Assembly Member for Islamic Consultative Assembly
- Incumbent
- Assumed office 27 June 2020
- Preceded by: Yonathan Betkolia

Personal details
- Born: 1976 (age 49–50) Urmia, West Azerbaijan, Iran
- Profession: Engineer and politician

= Sharli Envieh Takie =

Assyrian politician from Iran

Sharli Envieh Takie (ܫܪܠܝ ܐܢܒ݂ܝܗ ܬܟܝܐ, شارلی انویه تکیه) is an Assyrian engineer and politician originally from Iran. Originally an engineer, he currently serves as a member of the Islamic Consultative Assembly, representing the Assyrian community in Iran.

==Early life==
Envieh was born in 1976 in Urmia, West Azerbaijan. He had initially graduated with a Master's in Civil Engineering, and he had also been a part of organizations and initiatives related to the Iranian Assyrian community.

==Political career==

===First term===
Envieh ran in the 2020 Iranian legislative election as an independent candidate, and successfully won the seat representing Assyrian Christians with 1,071 votes.

In the wake of the Mahsa Amini protests, Envieh had gotten into an argument with another MP, Farshid Fathi, over his response to the protests. While Fathi had lambasted him for not playing a bigger role in the protests, Envieh responded with a personal attack against Fathi, as well an effective conformation that he, as well as leaders from the Assyrian Church of the East, were attempting to tell the Assyrian community to back down from protesting. Around 40-50 Assyrian youth were told by church leaders and Envieh to stop or they would be arrested, but the youth had disagreed.
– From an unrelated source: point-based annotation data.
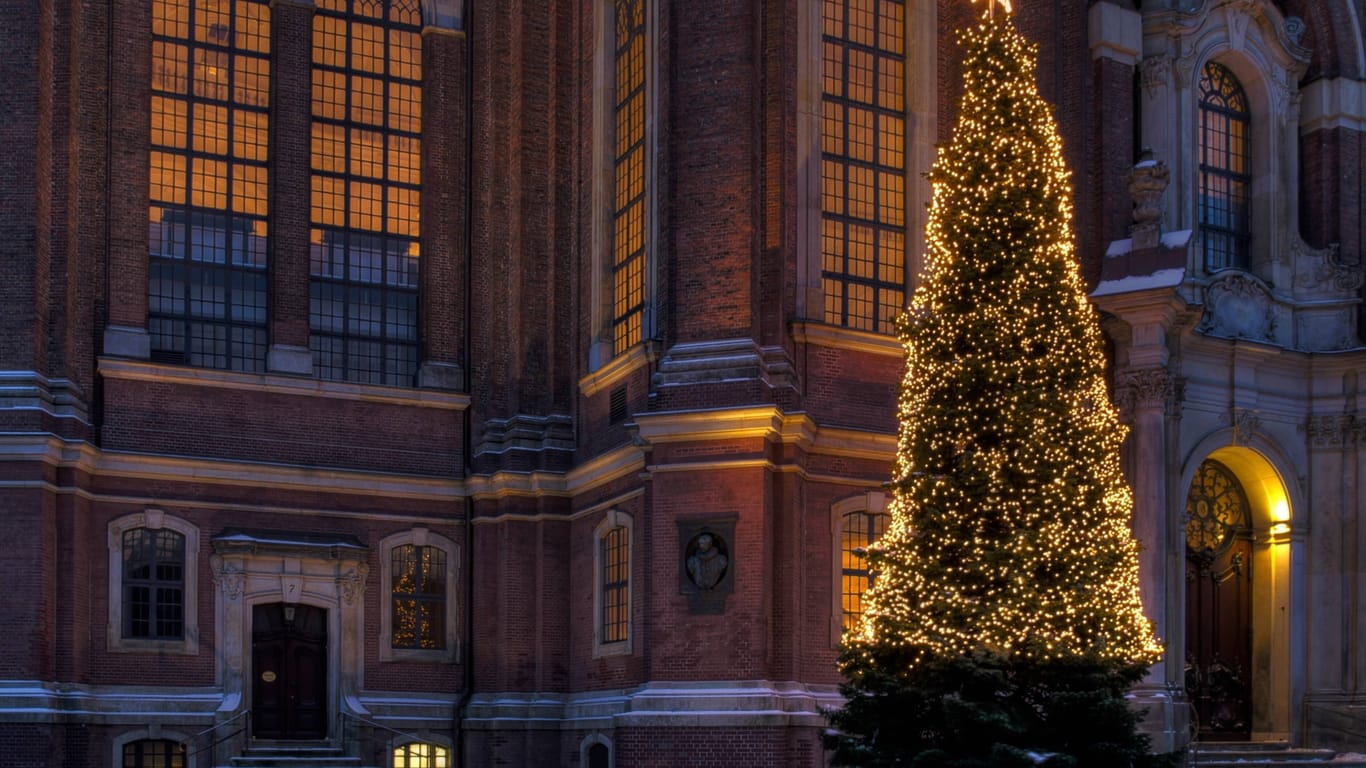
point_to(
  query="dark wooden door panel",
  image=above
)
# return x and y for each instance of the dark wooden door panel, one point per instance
(290, 664)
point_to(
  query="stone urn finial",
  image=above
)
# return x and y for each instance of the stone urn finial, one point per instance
(1146, 183)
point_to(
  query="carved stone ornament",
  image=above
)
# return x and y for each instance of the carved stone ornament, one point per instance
(1322, 269)
(1321, 330)
(1238, 306)
(1153, 71)
(1144, 388)
(1146, 183)
(1246, 424)
(1185, 69)
(1295, 29)
(706, 563)
(351, 584)
(1332, 431)
(230, 577)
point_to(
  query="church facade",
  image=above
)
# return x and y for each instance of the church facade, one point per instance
(418, 384)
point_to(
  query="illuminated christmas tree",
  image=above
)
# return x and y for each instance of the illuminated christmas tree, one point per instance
(1004, 623)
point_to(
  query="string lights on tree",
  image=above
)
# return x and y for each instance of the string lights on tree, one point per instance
(1004, 623)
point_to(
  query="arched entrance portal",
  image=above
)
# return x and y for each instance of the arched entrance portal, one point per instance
(1243, 569)
(1219, 589)
(290, 662)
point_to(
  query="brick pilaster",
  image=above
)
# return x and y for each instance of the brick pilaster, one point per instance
(445, 172)
(291, 36)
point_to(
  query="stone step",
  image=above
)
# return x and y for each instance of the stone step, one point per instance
(294, 756)
(1266, 755)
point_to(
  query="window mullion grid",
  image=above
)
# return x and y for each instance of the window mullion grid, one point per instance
(224, 217)
(846, 276)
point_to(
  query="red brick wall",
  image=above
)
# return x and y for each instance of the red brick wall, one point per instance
(265, 427)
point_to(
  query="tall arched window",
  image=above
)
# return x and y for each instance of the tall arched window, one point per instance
(365, 190)
(1224, 168)
(208, 234)
(863, 163)
(629, 170)
(859, 530)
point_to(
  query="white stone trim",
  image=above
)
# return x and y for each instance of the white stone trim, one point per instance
(420, 536)
(1115, 33)
(155, 519)
(332, 580)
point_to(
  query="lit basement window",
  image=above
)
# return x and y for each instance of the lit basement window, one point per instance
(421, 756)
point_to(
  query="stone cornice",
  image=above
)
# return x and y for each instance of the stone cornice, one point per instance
(823, 335)
(295, 386)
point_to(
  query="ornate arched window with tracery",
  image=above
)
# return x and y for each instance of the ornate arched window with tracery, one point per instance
(1224, 168)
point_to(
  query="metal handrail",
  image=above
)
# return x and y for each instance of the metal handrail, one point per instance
(245, 715)
(381, 726)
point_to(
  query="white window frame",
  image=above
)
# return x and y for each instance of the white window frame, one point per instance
(153, 519)
(153, 733)
(420, 536)
(872, 502)
(614, 519)
(426, 739)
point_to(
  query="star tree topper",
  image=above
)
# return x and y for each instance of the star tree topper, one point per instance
(991, 7)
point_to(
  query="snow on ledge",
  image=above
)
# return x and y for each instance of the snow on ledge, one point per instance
(1160, 279)
(1180, 238)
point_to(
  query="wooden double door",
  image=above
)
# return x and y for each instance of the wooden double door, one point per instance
(290, 671)
(1219, 591)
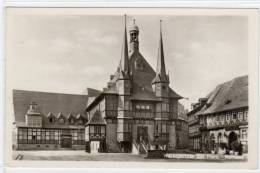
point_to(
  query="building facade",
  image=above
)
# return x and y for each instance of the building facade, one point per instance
(182, 138)
(137, 111)
(138, 108)
(49, 121)
(221, 120)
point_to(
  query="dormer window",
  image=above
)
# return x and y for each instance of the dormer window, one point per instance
(61, 120)
(51, 120)
(227, 101)
(80, 121)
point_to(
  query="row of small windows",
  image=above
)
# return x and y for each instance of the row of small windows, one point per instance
(241, 115)
(143, 107)
(62, 120)
(47, 136)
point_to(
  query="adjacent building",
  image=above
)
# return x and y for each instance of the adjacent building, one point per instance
(46, 121)
(136, 111)
(182, 139)
(221, 119)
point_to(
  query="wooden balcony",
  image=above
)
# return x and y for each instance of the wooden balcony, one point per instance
(124, 136)
(97, 136)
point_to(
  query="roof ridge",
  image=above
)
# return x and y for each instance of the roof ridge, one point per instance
(15, 90)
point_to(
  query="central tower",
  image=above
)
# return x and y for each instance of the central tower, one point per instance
(134, 42)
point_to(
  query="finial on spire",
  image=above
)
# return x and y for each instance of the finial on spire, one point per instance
(125, 20)
(124, 62)
(160, 69)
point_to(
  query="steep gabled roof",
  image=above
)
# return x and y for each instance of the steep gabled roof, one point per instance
(49, 104)
(228, 96)
(96, 119)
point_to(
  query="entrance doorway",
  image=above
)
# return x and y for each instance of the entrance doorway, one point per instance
(142, 134)
(94, 146)
(66, 141)
(232, 140)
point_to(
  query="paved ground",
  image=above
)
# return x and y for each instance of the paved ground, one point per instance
(66, 155)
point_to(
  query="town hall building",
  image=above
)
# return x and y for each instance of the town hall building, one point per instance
(137, 111)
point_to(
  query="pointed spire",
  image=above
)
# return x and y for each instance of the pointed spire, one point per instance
(160, 69)
(124, 62)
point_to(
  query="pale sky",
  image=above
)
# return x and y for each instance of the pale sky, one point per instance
(67, 53)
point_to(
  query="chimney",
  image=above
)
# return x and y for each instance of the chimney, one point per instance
(112, 76)
(203, 101)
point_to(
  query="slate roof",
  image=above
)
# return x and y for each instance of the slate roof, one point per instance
(49, 104)
(227, 96)
(141, 80)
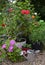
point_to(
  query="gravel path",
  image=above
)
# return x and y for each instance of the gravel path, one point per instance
(38, 59)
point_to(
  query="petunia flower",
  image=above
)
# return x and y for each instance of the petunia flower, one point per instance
(12, 42)
(3, 46)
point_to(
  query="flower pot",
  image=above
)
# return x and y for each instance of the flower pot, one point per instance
(21, 43)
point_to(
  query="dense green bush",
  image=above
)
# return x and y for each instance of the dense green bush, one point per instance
(40, 7)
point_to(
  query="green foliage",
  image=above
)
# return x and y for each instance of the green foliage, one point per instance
(39, 7)
(15, 55)
(38, 31)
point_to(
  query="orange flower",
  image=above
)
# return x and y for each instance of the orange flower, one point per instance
(25, 12)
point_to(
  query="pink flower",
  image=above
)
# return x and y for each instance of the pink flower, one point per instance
(10, 49)
(12, 42)
(25, 12)
(3, 46)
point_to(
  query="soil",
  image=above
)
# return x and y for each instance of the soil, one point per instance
(33, 59)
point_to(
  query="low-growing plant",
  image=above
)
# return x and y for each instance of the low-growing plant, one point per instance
(12, 52)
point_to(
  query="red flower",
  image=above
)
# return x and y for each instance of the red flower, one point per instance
(10, 9)
(25, 12)
(3, 25)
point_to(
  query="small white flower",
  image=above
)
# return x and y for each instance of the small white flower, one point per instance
(35, 13)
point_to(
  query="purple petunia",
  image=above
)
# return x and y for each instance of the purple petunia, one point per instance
(12, 42)
(10, 49)
(3, 46)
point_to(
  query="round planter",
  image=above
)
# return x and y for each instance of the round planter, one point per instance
(20, 44)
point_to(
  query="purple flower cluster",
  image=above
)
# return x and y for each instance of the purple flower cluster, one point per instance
(12, 42)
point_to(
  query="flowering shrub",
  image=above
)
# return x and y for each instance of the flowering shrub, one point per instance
(12, 52)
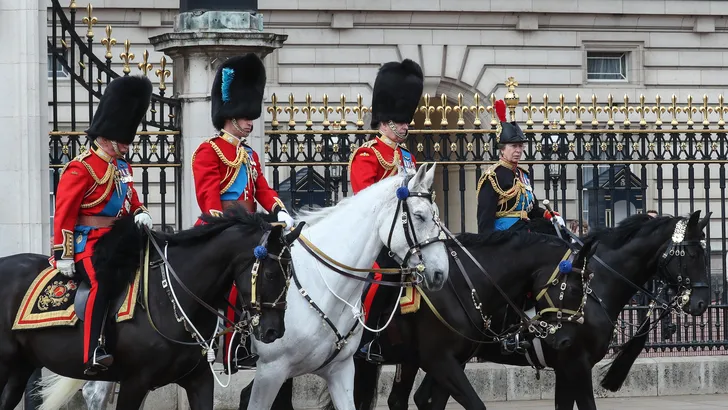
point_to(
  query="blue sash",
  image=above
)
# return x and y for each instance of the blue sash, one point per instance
(238, 187)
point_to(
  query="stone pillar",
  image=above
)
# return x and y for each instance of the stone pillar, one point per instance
(24, 160)
(200, 42)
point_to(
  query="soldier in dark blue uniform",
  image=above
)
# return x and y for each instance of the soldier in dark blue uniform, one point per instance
(505, 194)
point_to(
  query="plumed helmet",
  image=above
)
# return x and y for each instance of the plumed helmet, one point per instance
(397, 92)
(237, 91)
(121, 109)
(508, 132)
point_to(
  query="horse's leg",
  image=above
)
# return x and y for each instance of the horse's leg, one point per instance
(97, 394)
(131, 395)
(268, 382)
(449, 373)
(582, 385)
(340, 379)
(200, 387)
(284, 399)
(399, 396)
(563, 396)
(15, 387)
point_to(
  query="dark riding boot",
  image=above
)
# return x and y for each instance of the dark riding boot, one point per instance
(97, 358)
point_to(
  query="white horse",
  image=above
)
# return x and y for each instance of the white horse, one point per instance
(351, 233)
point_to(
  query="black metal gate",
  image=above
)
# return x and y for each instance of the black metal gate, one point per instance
(589, 158)
(78, 77)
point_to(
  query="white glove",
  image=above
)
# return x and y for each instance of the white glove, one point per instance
(143, 218)
(286, 219)
(67, 267)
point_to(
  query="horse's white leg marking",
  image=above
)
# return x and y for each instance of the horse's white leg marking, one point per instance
(266, 387)
(97, 393)
(340, 380)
In 2023, Envieh participated in a meeting between Awa III and Ebrahim Raisi, where they discussed the matter of inter-ethnic and religious dialogue as well as supporting the Assyrian community in Iran. He had also participated in meetings with speaker of the Iranian parliament Mohammad Bagher Ghalibaf, as well as Sepuh Sargsyan of the Armenian Diocese of Tehran.

===Second term===
Envieh ran for the Assyrian seat during the 2024 Iranian legislative election and won the election. In October of that year, Sharli took part in the 149th Inter-Parliamentary Union Assembly, as part of the Iranian delegation.
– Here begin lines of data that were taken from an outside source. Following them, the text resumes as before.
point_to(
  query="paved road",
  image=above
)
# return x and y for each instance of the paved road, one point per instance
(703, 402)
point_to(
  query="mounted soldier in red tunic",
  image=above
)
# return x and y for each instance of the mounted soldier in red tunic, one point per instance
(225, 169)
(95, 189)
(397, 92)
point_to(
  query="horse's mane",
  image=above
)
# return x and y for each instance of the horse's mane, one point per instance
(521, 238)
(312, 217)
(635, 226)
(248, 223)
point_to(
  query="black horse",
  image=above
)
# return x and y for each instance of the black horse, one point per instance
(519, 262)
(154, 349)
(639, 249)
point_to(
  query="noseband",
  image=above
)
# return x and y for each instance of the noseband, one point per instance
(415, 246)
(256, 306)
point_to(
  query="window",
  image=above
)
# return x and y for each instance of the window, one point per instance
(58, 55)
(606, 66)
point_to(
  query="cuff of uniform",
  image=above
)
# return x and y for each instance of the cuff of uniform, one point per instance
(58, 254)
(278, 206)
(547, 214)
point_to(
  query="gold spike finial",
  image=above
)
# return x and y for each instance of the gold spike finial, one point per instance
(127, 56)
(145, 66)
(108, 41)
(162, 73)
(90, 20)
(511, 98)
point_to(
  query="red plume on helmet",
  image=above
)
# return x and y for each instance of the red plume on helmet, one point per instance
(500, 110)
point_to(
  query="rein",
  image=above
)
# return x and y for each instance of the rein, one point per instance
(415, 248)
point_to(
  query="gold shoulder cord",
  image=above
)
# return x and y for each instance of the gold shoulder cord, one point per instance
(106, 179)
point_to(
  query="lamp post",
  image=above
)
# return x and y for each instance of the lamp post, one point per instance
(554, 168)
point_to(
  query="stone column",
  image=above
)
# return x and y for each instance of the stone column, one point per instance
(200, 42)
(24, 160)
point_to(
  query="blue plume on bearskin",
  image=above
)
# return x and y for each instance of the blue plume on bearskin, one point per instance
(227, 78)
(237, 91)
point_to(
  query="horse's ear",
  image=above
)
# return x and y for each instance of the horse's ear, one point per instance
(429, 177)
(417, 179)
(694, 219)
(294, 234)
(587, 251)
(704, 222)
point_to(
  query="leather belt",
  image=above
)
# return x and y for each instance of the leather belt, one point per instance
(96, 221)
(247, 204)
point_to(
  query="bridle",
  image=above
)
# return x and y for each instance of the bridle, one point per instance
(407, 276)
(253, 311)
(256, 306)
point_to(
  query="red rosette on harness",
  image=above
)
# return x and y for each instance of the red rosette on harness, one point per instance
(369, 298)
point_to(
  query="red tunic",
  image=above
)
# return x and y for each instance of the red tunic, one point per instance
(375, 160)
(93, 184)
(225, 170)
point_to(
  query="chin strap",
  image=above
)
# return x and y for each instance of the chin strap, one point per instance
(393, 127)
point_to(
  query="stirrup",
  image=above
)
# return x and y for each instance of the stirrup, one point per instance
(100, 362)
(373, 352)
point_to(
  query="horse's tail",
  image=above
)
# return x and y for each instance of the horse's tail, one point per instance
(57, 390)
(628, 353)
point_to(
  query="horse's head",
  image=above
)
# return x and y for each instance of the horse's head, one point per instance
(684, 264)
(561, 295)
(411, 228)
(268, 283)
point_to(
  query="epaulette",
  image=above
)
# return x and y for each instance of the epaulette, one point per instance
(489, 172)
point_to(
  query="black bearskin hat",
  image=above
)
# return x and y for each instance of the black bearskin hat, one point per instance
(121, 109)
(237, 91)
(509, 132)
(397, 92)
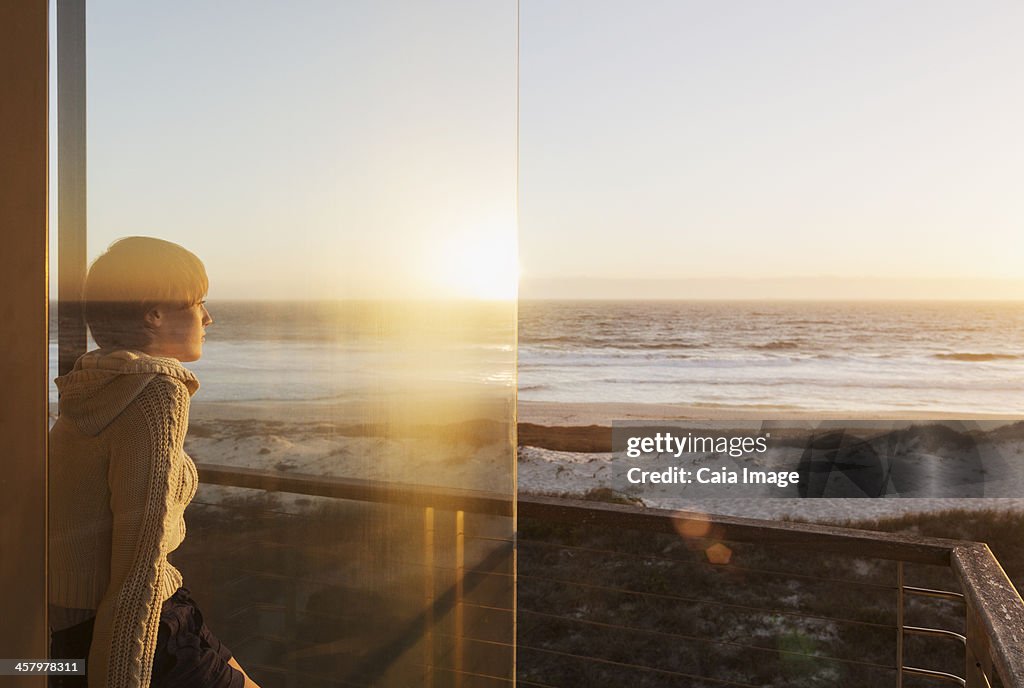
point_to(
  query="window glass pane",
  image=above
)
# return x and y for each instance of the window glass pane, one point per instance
(346, 172)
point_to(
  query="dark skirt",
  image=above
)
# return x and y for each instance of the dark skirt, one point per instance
(187, 654)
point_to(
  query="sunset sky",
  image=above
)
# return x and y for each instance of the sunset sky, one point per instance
(786, 148)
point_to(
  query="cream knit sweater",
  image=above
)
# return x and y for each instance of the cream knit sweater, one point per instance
(119, 482)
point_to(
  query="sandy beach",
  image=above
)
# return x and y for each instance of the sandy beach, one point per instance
(564, 449)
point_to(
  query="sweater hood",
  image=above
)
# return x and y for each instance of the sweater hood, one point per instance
(104, 382)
As part of a conference dedicated to Iran's minorities, Envieh condemned the Gaza war and the Israel-Hezbollah conflict, stating "The events and genocide that are taking place in Gaza and Lebanon are a historical shame for ethics, law, and humanity, which the Zionist regime is committing in broad daylight by killing of innocent children and women." He also condemned the Festivité performance at the 2024 Summer Olympics opening ceremony alongside Armenian representatives.

==Personal life==
In 2021, Envieh was confirmed to have contracted COVID-19, having entered a personal quarantine.